Very fast for non-sparse sets! But this last comment is important to
note. For sparse, large sets, other methods posted previously remain
superior (given finite memory). I find contain() outperforms
SetIntersection() on my 64 MB machine when the two vectors are roughly 1
in 25 sparse (i.e. when only 1 out of every group of 25 numbers, on
average, exists in the vector). This will vary with your memory. A
simple fix for negative numbers too would be useful.
JD
|
|
|
Re: Efficient comparison of arrays / Set operations [message #9863 is a reply to message #9857] |
Fri, 29 August 1997 00:00   |
davidf
Messages: 2866 Registered: September 1996
|
Senior Member |
|
|
Research Systems Inc. writes:
> Below appear three IDL functions that operate on sets represented by
> arrays of positive integers. The SetIntersection(a,b) function
> returns the common elements, SetUnion(a,b) returns all unique elements
> in both arguments, and SetDifference(a,b) returns the elements
> (members) in a but not in b.
Hey, way to go, RSI. Nice post! I, for one, think you guys
should post more often. Lord knows, we can often use the help. :-)
Cheers,
David
------------------------------------------------------------ -
David Fanning, Ph.D.
Fanning Software Consulting
Customizable IDL Programming Courses
Phone: 970-221-0438 E-Mail: davidf@dfanning.com
Coyote's Guide to IDL Programming: http://www.dfanning.com
|
|
|
Re: Efficient comparison of arrays / Set operations [message #9864 is a reply to message #9863] |
Fri, 29 August 1997 00:00   |
Research Systems Inc.
Messages: 33 Registered: May 1997
|
Member |
|
|
A somewhat belated reply to the numerous postings on finding the
common elements of vectors:
> Given vectors of the type...
>
> a = [1,2,3,4,5]
> b = [3,4,5,6,7]
>
> What is the most efficient way to determine which values that occur in
> a also occur in b (i.e., the values [3,4,5] occur in both a and b).
>
Below appear three IDL functions that operate on sets represented by
arrays of positive integers. The SetIntersection(a,b) function
returns the common elements, SetUnion(a,b) returns all unique elements
in both arguments, and SetDifference(a,b) returns the elements
(members) in a but not in b.
It is faster than previously published functions, e.g. contain() and
find_elements().
Hope this helps,
Research Systems, Inc.
____________________________________________________________ _____
; Set operators.

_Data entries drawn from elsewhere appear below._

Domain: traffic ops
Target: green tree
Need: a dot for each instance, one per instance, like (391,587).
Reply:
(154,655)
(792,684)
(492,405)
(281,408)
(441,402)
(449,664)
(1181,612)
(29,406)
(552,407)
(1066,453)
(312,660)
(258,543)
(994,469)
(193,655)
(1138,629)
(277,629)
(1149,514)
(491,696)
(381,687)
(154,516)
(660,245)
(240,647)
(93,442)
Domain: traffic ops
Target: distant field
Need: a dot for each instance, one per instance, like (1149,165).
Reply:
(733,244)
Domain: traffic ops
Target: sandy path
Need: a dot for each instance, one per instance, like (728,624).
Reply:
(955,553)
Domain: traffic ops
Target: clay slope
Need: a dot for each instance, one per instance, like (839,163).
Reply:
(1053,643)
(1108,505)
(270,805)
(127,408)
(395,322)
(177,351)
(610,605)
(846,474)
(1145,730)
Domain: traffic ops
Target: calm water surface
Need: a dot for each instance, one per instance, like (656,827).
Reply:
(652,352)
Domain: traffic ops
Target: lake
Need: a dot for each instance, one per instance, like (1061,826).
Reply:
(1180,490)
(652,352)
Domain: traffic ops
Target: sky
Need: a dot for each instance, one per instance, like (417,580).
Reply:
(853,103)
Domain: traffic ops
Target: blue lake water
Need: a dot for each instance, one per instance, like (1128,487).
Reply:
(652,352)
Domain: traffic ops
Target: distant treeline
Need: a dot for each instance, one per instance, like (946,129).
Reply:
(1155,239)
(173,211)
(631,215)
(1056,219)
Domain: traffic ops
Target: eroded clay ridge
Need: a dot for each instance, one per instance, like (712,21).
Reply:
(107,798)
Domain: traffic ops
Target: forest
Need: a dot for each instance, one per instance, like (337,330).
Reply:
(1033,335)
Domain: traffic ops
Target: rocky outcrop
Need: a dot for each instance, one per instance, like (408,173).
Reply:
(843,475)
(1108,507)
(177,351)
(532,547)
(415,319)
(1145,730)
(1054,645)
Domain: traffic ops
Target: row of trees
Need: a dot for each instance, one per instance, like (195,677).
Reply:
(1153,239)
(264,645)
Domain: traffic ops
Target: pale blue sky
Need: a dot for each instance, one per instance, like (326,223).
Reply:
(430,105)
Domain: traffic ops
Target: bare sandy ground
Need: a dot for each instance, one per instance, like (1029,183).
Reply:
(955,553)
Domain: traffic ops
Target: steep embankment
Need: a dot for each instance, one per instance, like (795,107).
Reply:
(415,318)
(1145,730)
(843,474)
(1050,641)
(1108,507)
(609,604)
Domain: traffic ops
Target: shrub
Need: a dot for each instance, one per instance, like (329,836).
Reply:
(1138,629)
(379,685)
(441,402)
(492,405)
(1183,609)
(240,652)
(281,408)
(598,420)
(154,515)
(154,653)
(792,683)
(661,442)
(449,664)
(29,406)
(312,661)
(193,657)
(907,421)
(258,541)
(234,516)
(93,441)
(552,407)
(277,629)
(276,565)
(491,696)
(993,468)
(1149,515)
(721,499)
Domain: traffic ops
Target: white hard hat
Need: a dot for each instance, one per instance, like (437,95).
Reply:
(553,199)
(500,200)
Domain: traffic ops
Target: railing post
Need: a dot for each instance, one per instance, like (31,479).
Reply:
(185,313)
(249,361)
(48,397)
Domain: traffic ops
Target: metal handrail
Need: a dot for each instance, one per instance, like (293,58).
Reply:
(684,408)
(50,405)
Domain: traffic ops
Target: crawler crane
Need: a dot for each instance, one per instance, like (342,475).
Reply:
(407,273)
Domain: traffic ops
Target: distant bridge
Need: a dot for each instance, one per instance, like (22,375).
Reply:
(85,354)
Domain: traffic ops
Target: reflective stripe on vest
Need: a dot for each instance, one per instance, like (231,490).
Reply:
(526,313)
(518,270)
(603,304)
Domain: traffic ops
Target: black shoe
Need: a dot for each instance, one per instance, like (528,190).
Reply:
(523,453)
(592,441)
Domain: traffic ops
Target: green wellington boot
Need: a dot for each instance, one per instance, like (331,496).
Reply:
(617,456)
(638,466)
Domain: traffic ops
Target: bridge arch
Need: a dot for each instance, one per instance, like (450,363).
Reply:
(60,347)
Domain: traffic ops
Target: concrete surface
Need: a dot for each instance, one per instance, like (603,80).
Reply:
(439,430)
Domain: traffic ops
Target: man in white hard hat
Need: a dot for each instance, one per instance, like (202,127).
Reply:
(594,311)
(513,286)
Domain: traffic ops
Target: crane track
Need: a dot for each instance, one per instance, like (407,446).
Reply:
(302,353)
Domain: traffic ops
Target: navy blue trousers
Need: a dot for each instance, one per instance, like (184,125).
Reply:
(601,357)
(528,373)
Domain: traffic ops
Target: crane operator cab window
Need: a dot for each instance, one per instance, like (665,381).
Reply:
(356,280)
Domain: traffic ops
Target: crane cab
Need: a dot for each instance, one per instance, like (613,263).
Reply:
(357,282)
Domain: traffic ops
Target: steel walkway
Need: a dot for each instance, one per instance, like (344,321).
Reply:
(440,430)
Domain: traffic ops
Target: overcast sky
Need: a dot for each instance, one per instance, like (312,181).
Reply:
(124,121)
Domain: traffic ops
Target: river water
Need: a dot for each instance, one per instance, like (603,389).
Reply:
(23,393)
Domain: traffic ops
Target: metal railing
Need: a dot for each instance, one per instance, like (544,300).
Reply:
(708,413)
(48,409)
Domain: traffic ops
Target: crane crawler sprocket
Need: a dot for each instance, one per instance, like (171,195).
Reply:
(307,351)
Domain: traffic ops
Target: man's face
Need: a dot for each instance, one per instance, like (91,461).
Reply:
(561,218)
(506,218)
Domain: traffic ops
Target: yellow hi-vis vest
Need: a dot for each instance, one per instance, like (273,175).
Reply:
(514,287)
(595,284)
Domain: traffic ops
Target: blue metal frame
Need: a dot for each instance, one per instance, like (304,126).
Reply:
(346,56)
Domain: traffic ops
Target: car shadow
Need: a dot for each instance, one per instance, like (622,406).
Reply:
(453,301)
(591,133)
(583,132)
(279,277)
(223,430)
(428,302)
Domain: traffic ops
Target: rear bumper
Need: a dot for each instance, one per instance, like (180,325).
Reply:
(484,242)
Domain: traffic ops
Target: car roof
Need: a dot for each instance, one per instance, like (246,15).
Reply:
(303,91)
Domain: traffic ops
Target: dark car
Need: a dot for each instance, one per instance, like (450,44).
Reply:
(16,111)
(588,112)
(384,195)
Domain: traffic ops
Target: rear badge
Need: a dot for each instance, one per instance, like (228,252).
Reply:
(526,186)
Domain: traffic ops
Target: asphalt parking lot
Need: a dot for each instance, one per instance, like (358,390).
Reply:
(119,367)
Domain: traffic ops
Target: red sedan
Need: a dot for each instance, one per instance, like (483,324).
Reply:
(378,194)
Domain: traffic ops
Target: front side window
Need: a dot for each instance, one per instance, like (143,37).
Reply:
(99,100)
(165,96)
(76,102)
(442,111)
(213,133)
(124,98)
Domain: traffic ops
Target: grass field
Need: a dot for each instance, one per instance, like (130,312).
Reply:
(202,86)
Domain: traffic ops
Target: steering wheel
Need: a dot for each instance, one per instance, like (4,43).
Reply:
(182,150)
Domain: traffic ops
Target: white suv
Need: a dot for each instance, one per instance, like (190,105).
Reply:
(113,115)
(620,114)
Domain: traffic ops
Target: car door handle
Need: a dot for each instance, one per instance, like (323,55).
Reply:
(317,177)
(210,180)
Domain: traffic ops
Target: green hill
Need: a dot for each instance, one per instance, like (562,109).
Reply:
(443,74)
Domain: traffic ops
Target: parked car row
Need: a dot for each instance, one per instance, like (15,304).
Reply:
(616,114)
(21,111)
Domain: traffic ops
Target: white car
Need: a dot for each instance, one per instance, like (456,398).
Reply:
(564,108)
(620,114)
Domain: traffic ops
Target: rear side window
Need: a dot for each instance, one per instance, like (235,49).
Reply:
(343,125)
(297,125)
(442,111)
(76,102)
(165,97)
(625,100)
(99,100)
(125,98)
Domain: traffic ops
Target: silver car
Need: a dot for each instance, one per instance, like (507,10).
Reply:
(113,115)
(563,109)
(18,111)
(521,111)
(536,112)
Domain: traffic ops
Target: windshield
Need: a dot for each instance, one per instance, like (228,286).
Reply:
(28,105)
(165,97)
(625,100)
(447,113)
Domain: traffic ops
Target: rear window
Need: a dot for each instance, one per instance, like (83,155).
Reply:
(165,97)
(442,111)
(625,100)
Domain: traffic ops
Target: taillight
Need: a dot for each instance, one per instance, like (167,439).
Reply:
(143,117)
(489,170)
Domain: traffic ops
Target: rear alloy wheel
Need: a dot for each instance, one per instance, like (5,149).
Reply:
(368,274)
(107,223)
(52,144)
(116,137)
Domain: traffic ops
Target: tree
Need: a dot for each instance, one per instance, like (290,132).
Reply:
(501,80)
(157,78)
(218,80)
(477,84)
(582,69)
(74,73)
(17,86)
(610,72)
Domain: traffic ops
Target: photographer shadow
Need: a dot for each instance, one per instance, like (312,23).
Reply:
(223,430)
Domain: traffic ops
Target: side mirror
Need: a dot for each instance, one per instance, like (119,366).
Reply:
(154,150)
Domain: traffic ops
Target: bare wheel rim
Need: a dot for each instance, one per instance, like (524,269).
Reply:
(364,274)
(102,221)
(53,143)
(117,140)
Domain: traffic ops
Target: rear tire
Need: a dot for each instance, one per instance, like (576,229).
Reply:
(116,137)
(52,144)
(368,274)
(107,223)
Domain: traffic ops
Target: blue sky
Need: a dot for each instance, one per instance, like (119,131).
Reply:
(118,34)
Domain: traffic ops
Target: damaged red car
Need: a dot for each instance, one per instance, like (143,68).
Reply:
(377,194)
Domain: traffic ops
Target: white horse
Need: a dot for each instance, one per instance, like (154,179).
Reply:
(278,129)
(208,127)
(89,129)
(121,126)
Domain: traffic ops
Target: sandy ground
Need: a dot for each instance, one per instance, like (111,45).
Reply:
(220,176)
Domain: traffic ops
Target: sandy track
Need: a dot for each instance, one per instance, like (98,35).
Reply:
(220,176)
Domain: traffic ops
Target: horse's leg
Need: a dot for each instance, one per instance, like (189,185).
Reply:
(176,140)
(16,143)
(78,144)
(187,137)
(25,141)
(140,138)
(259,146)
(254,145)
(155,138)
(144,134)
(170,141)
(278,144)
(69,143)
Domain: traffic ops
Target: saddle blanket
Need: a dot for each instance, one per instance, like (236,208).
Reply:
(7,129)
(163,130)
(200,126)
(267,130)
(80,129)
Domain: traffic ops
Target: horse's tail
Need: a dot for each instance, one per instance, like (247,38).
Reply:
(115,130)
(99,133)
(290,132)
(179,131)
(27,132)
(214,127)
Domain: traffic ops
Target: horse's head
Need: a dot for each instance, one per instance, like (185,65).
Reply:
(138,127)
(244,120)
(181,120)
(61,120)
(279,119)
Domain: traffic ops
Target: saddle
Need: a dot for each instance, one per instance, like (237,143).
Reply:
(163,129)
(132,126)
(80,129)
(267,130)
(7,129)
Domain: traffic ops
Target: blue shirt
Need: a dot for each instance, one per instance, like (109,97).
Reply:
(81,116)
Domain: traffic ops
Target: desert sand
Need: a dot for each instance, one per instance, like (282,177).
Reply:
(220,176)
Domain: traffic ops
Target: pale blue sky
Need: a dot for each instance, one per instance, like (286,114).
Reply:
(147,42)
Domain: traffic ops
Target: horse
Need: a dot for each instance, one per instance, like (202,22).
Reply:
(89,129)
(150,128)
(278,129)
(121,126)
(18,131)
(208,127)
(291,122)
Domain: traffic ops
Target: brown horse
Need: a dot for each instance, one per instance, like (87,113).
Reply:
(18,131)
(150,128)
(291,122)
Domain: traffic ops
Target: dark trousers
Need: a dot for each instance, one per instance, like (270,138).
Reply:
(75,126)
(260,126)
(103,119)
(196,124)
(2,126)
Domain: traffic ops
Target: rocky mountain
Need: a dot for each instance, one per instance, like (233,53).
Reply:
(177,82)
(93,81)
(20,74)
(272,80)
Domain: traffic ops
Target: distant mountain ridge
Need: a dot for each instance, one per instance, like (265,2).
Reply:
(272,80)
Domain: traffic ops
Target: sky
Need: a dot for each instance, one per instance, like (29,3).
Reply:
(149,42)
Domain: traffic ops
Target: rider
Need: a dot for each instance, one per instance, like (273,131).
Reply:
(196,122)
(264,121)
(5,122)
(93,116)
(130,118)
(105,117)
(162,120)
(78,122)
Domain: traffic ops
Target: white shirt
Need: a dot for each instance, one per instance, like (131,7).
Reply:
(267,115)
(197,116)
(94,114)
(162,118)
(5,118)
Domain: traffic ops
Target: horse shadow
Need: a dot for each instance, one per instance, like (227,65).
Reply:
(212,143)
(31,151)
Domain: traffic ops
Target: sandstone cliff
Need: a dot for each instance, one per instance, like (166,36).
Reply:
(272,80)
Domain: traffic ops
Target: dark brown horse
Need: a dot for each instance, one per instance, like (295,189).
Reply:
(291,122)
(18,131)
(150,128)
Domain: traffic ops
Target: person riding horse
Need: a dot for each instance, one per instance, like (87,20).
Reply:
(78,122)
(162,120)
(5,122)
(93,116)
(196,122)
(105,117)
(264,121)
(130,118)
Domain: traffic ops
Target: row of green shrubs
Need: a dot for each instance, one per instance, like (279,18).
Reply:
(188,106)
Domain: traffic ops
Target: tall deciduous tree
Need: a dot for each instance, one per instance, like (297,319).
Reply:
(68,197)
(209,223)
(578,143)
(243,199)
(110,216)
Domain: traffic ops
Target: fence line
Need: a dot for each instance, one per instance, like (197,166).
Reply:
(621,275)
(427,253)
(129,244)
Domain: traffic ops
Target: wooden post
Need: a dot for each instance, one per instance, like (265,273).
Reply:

Union, Intersection, and Difference (i.e. return
; members of A that are not in B.)
;
; These functions operate on arrays of positive integers, which need
; not be sorted. Duplicate elements are ignored, as they have no
; effect on the result.
;
; The empty set is denoted by an array with the first element equal to
; -1.
;
; These functions will not be efficient on sparse sets with wide
; ranges, as they trade memory for efficiency. The HISTOGRAM function
; is used, which creates arrays of size equal to the range of the
; resulting set.
; For example:
; a = [2,4,6,8]
; b = [6,1,3,2]
; SetIntersection(a,b) = [ 2, 6] ; Common elements
; SetUnion(a,b) = [ 1, 2, 3, 4, 6, 8] ; Elements in either set
; SetDifference(a,b) = [ 4, 8] ; Elements in A but not in B
; SetIntersection(a,[3,5,7]) = -1 = Null Set
FUNCTION SetUnion, a, b
if a[0] lt 0 then return, b ;A union NULL = a
if b[0] lt 0 then return, a ;B union NULL = b
return, where(histogram([a,b], OMIN = omin)) + omin ;Return combined set
end
FUNCTION SetIntersection, a, b
minab = min(a, MAX=maxa) > min(b, MAX=maxb) ;Only need intersection of ranges
maxab = maxa < maxb
;If either set is empty, or their ranges don't intersect: result = NULL.
if maxab lt minab or maxab lt 0 then return, -1
r = where((histogram(a, MIN=minab, MAX=maxab) ne 0) and $
(histogram(b, MIN=minab, MAX=maxab) ne 0), count)
if count eq 0 then return, -1 else return, r + minab
end
FUNCTION SetDifference, a, b ; = a and (not b) = elements in A but not
in B
mina = min(a, MAX=maxa)
minb = min(b, MAX=maxb)
if (minb gt maxa) or (maxb lt mina) then return, a ;No intersection...
r = where((histogram(a, MIN=mina, MAX=maxa) ne 0) and $
(histogram(b, MIN=mina, MAX=maxa) eq 0), count)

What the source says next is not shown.